I started like this:
Let $\lambda_{ij}(s)=v_i(s)\cdot v_j(s)$, then we must show that $\lambda_{ij}=\delta_{ij}$ where $\delta_{ij}$ is the Kronecker delta. So we calculate the derivative: $$ \lambda_{ij}'=v_i'\cdot v_j+v_i\cdot v_j'$$ $$ \lambda_{ij}'=\sum_{k=1}^3 a_{ik}v_k\cdot v_j+v_i\cdot \sum_{k=1}^3 a_{jk}v_k$$ $$ \lambda_{ij}'=\sum_{k=1}^3 (a_{ik}v_k\cdot v_j)+\sum_{k=1}^3 (a_{jk}v_i\cdot v_k)$$ From where $$ \lambda_{ij}'=\sum_{k=1}^3 (a_{ik}\lambda_{kj}+a_{jk}\lambda_{ik})$$
I haven't been able to go further. What can I do in this part?

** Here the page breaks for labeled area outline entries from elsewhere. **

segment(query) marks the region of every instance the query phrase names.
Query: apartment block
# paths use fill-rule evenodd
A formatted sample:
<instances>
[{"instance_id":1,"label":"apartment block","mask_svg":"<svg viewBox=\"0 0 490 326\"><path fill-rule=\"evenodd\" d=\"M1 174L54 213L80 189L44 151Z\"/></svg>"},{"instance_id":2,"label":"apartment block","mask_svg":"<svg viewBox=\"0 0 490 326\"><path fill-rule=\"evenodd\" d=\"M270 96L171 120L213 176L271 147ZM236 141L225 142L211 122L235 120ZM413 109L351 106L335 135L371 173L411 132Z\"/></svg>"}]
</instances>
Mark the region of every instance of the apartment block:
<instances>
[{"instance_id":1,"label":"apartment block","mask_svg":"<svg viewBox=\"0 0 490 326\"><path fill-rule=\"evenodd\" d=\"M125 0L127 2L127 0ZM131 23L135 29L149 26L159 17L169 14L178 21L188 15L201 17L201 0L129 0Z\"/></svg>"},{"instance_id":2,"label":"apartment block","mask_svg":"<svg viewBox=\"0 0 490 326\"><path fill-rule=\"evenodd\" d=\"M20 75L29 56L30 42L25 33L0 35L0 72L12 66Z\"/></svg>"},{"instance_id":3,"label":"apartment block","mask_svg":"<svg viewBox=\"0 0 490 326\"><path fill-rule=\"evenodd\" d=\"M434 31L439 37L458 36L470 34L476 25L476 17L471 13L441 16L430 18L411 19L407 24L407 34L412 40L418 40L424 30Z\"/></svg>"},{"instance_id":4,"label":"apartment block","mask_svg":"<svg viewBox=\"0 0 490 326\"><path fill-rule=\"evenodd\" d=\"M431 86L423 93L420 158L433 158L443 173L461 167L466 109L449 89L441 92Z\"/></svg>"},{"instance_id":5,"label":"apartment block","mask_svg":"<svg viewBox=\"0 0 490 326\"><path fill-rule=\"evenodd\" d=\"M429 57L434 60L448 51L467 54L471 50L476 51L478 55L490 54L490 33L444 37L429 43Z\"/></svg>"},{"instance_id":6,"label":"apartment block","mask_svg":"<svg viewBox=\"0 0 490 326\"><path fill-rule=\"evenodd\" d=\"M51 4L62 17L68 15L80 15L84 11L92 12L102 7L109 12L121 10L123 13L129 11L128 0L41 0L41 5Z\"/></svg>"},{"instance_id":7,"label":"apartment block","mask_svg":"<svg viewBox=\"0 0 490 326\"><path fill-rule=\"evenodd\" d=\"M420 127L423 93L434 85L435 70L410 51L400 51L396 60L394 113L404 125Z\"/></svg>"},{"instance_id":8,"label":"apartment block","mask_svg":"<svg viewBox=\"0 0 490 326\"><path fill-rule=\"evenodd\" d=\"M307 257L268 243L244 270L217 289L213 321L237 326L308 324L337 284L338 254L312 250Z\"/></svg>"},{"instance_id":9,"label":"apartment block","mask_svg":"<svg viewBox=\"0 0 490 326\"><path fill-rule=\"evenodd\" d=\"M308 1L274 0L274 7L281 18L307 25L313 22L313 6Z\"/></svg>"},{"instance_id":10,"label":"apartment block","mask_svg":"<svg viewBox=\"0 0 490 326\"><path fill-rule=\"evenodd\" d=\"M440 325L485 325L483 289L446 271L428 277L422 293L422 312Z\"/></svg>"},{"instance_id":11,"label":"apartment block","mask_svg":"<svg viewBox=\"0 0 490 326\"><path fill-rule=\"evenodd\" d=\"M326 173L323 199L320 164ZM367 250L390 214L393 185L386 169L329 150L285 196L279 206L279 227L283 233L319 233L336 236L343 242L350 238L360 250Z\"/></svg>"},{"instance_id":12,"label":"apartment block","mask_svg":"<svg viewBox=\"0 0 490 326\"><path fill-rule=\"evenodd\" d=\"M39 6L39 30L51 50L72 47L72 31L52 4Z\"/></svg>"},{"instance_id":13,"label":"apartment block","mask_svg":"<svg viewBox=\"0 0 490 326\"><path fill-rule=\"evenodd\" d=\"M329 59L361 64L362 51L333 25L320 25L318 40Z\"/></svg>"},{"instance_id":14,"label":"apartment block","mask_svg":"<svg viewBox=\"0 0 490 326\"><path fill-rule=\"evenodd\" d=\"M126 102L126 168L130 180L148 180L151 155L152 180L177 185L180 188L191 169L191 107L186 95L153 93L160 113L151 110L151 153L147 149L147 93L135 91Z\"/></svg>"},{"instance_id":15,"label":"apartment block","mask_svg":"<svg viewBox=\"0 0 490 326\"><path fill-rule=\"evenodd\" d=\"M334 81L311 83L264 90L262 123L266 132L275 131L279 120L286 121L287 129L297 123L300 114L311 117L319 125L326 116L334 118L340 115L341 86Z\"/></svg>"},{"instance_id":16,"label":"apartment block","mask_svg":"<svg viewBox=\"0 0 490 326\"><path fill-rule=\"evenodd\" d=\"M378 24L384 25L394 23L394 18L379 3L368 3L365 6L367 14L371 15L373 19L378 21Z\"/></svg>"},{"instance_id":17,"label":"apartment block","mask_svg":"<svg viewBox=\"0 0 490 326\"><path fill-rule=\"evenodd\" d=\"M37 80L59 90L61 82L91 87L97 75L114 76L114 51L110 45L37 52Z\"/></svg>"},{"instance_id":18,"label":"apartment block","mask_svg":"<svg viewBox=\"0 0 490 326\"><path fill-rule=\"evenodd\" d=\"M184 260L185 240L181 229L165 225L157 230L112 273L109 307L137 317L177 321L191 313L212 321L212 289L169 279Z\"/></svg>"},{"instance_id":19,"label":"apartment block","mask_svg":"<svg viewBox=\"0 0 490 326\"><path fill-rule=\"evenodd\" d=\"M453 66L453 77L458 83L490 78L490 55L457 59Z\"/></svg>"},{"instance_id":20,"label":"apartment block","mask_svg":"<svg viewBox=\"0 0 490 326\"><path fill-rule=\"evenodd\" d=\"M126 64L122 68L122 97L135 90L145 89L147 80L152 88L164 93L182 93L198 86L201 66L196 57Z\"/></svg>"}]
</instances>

Let $B$ be an $n\times n$ matrix such that the $i$-th row are $v_i$ (treated as row vectors). Then the differential equation is the same as $$B'(s) = A B(s).$$ To check that they are orthogonal, it suffices to check $B^T(s) B(s) = I$ for all $s$. Now we differentiate:
$$ \begin{split} (B^T B)' &= (B^T)' B + B^T B' \\ &= (AB)^T + B^T AB \\ &= B^T A^T B + B^T AB \\ &= 0 \end{split} $$
as $A$ is skew symmetric ($A^T + A = 0$). As $B^T(0) B(0) = I$, we have $B^T(s) B(s) = I$.